Banks have recently been raising mortgage loan interest rates one after another. On the 3rd, Woori Bank increased mortgage loan interest rates by 0.2-0.3 percentage points through preferential rate adjustments. Shinhan Bank also raised the additional rate on variable mortgage loan interest rates by 0.05 percentage points on the 1st. KB Kookmin Bank raised mortgage loan interest rates by up to 0.2 percentage points on the 11th of last month. NH Nonghyup Bank reduced preferential mortgage loan rates by 0.2 percentage points last month, and Hana Bank also cut the interest rate discount on its non-face-to-face mortgage loan products by 0.15 percentage points.
As of this morning, the variable mortgage loan interest rates (based on new COFIX) of the five major banks (KB Kookmin, Shinhan, Woori, Hana, NH Nonghyup) were recorded at 4.55-7.177%. The lower bound of Kakao Bank’s rates, which had emphasized mortgage loan interest rate competitiveness, also exceeded 4% as of this date. K Bank’s apartment mortgage loan interest rate lower bound remains in the 3% range at 3.97%, but even that is approaching 4%.
A mortgage loan simulation conducted through a commercial bank showed that borrowing 500 million KRW (based on equal principal and interest installment repayment over 40 years) at an interest rate of 3.95% resulted in a monthly payment of about 2.07 million KRW including principal and interest. At an interest rate of 5.98%, the monthly payment rose to approximately 2.74 million KRW. If the loan was executed at a 7% interest rate, the monthly payment exceeded 3.1 million KRW.

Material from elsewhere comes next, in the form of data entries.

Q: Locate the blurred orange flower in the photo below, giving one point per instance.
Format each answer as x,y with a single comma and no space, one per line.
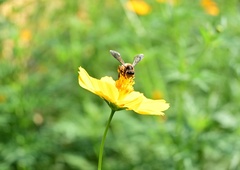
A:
171,2
210,7
140,7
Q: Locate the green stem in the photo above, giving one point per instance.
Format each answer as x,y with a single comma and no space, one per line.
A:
103,141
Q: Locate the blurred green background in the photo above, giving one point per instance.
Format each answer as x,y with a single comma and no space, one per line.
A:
47,121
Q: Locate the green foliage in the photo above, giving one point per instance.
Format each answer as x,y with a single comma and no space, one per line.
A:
191,59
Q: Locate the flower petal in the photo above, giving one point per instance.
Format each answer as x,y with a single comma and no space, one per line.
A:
104,88
152,107
131,100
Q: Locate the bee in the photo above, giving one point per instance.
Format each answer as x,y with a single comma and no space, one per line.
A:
126,69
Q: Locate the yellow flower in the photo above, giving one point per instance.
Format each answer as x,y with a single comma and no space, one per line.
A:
121,95
140,7
210,7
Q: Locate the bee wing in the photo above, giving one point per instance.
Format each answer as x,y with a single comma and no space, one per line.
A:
137,59
117,55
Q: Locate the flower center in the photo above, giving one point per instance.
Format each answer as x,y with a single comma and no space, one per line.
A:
124,85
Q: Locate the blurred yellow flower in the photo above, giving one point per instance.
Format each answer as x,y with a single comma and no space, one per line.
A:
26,35
120,94
210,7
140,7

The average mortgage loan interest rates handled by banks are also on the rise. According to the Korea Federation of Banks, the average interest rates for installment repayment mortgage loans (based on new loan amounts) at the five major banks (KB Kookmin, Shinhan, Woori, Hana, NH Nonghyup) increased from 4.24-4.52% (for loans handled in August) to 4.29-4.58% (for loans handled in September), with the upper and lower bounds rising by 0.06 and 0.05 percentage points respectively.

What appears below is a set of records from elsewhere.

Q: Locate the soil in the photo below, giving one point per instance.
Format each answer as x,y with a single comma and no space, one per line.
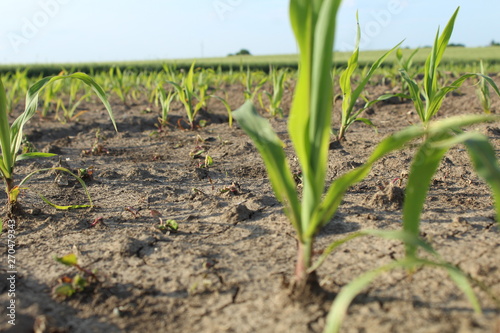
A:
227,266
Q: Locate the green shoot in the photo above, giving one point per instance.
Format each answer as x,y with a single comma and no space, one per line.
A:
406,65
186,95
350,97
483,91
166,100
278,80
70,285
441,136
11,137
429,98
251,91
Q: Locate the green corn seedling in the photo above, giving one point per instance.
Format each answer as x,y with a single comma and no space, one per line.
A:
483,91
248,79
11,136
350,96
278,79
17,89
441,136
186,95
193,102
50,96
406,64
166,100
314,26
429,98
308,127
120,84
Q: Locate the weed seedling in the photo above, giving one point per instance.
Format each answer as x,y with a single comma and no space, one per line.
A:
76,283
11,136
164,226
350,96
313,23
429,97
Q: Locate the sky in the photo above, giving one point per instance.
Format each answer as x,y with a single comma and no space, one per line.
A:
72,31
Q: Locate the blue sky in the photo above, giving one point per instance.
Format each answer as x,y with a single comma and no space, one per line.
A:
52,31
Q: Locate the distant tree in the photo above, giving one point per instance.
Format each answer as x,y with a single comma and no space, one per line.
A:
240,52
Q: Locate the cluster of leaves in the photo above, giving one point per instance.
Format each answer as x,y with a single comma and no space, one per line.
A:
76,283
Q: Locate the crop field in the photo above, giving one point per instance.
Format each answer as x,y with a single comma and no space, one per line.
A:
243,195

The resurgence of mortgage loan interest rates appears to be due to multiple factors. As the government steps up household loan management, banks must follow suit. Maintaining higher interest rates helps slow the growth of household debt. Moreover, the maturity of last year’s high-interest savings and time deposits has led banks to compete for deposits, which is also related to the rise in loan interest rates. Rising deposit interest rates increase banks’ funding costs, which ultimately affects loan interest rate increases. The COFIX (Cost of Funds Index) based on new loan amounts in September rose by 0.16 percentage points from the previous month to 3.82%, marking the highest level this year.
For this reason, financial authorities are also strengthening monitoring efforts. At a financial situation inspection meeting yesterday, Lee Bok-hyun, Governor of the Financial Supervisory Service, said, “Intensified deposit competition in the financial sector for attracting high-interest deposits and expanding scale could lead to further increases in loan interest rates, increasing interest burdens on small business owners and self-employed individuals.” He urged, “Closely monitor indicators related to excessive competition such as trends in deposit interest rates across the financial sector, fund flow trends, and asset growth rates, and if necessary, conduct interviews with management to encourage sound management.”